Kampanye Negatif Versus Akhlakul Karimah
Black Campaign sudah dinyatakan sebagai perilaku terlarang secara formal, meskipun secara praktikal, hal tersebut dengan sangat mudah masih sangat marak ditemukan. Sedangkan untuk negative campaign, berbagai pihak masih menyatakannya sebagai hal yang bisa ditolerir. Alasannya, kampanye negatif mengungkap fakta, bukan fitnah. Gunanya agar publik dapat memastikan seorang capres dan cawapres (atau caleg, dalam konteks pemilu legislatif) benar-benar bersih ketika menjabat.

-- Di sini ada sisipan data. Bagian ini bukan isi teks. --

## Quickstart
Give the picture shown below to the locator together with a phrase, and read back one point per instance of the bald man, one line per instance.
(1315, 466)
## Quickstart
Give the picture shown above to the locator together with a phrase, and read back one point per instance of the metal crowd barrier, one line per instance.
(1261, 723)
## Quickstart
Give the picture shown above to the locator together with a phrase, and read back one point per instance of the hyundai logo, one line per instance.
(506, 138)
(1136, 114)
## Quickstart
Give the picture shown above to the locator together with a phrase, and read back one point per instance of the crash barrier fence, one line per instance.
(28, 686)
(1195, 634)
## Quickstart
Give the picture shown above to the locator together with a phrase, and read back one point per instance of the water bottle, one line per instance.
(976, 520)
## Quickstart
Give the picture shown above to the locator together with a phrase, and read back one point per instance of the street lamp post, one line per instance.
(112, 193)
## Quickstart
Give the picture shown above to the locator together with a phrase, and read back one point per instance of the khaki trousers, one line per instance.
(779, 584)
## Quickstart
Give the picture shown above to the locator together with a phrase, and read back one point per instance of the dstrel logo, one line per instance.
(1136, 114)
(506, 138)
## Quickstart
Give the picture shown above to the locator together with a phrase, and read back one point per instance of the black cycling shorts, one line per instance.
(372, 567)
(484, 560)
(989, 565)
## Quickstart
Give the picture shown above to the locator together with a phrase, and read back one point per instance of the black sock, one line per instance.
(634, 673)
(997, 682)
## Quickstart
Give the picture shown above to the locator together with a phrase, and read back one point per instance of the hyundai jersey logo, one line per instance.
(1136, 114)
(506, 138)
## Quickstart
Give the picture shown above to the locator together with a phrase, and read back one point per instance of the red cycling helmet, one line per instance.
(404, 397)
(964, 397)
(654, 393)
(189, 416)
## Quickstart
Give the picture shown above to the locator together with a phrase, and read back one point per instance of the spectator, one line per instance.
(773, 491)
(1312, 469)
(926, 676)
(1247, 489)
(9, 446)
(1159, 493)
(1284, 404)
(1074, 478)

Tapi, kita dengan segera tahu bahwa apa yang disampaikan itu tak pernah lebih dari sebuah justifikasi. Fakta menunjukkan bahwa mekipun rekam jejak dan perilaku seseorang sudah “ditelanjangi” di masa kampanye, tetap saja banyak hal yang tidak terungkap. Faktanya, banyak sekali pejabat pemerintah dan juga anggota dewan (di pusat atau daerah) yang terbukti melakukan korupsi begitu mereka sudah menjabat. Padahal, rekam jejak dan kepribadian mereka sudah dibedah dan diserang semasa kampanye.
Kampanye negatif pada akhirnya hanyalah instrumen yang dipakai satu pihak untuk mengalahkan rival politiknya. Semuanya bersifat praktis dan pragmatis. Semuanya demi kepentingan syahwat sesaat. Hampir tidak ada tujuan mulia di balik perilaku kampanye negatif.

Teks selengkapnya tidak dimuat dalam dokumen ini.